The scrutiny came in light of an incident that took place the first week of October where the Royal Newfoundland Constabulary raided a Corner Brook Bar where they arrested three people. The three are now facing charges that include operating a common game house.

Vice president of the West Side Charlie’s franchise Wade Gravelle said that the Texas Hold’em poker games that take place a his bars do not involve money.

“We do have some stores that do run some fun games of poker out there right now, but certainly not to the level it used to be,” Gravelle told CBC News.

“It’s a shame because, to be perfectly frank, it’s fun. It’s a cool thing for people to do and they like doing it, and it’s a great way to bring some business into the club.”

According to Gravelle the Royal Newfoundland Constabulary headquarters allows poker play in the bars as long as the participants do not need to pay any money to join.

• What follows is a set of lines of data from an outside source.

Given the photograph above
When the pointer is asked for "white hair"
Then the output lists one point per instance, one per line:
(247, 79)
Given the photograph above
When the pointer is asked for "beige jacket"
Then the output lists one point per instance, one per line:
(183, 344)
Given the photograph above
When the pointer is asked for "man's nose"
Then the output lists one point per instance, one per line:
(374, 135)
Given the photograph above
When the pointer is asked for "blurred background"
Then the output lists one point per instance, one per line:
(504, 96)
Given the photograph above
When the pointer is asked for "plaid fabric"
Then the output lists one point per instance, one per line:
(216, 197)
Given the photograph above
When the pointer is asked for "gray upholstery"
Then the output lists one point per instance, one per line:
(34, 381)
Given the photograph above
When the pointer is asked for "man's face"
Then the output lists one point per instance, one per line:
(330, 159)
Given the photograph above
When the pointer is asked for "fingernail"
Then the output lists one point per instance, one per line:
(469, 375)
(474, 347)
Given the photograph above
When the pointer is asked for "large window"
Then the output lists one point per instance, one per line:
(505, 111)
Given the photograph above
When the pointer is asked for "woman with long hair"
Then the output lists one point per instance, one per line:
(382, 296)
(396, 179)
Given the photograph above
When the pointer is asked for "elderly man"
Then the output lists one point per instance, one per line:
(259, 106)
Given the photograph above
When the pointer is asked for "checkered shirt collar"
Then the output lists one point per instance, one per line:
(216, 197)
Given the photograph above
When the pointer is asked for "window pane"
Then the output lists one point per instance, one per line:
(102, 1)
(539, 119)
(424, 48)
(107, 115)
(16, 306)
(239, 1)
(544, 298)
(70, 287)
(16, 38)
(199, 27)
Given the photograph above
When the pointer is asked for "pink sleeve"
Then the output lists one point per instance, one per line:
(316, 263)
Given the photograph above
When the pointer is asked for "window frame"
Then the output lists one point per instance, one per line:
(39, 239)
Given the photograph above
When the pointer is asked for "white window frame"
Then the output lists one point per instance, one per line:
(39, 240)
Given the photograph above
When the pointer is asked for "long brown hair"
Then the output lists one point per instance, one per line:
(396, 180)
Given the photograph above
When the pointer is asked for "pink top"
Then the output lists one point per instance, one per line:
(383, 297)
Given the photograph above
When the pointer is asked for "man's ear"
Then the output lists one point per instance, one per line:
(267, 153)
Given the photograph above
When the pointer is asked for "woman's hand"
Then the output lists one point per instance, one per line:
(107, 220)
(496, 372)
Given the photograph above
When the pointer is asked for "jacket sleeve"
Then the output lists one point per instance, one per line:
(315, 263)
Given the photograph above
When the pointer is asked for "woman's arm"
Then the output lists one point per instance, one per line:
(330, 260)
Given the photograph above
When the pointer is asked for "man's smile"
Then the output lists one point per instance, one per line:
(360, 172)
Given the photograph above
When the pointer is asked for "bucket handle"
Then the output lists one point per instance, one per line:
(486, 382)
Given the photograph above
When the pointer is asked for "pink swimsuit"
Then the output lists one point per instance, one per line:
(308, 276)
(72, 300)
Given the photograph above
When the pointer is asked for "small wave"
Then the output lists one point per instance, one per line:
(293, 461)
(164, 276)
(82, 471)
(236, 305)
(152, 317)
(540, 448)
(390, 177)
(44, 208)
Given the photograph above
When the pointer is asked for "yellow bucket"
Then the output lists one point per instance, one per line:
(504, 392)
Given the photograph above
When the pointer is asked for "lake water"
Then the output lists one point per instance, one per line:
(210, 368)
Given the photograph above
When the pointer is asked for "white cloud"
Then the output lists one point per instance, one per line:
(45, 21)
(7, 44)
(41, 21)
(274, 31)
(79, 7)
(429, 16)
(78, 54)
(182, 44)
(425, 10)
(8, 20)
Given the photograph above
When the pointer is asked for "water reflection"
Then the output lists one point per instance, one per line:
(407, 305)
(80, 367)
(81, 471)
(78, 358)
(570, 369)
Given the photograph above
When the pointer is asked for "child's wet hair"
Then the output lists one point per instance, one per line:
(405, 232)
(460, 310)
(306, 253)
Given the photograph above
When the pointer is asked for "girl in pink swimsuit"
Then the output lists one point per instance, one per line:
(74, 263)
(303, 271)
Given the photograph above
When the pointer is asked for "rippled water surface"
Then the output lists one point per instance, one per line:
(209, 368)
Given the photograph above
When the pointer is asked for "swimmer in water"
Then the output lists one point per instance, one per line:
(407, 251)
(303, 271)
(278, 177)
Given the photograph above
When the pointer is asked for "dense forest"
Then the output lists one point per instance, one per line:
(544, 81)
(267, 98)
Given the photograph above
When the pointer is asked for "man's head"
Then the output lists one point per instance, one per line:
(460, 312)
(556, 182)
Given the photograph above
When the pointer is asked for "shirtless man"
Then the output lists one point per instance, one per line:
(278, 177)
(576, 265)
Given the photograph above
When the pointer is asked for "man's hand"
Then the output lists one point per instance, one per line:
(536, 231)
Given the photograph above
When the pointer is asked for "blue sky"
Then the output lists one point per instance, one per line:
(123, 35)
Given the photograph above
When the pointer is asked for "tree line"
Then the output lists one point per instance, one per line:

But he said that over the years, police officials have been giving mixed signals, including giving the impression that poker play in bars are prohibited in any setting.

Gravelle stressed that the legality of poker play in bars should be made clear.

President of the Beverage Industry Association of Newfoundland and Labrador Marcel Etheridge said that the lack of clarity on the laws surrounding poker may be jeopardizing some bars’ business.

“We have asked the RNC and the RCMP to give us a ruling on the game -whether it’s legal or not – and we’ve also been asking the government for over a year now to give us a clear decision,” Etheridge said. “To this day, we still haven’t got one. This game, as far as I’m concerned, is quite harmless,” said Etheridge.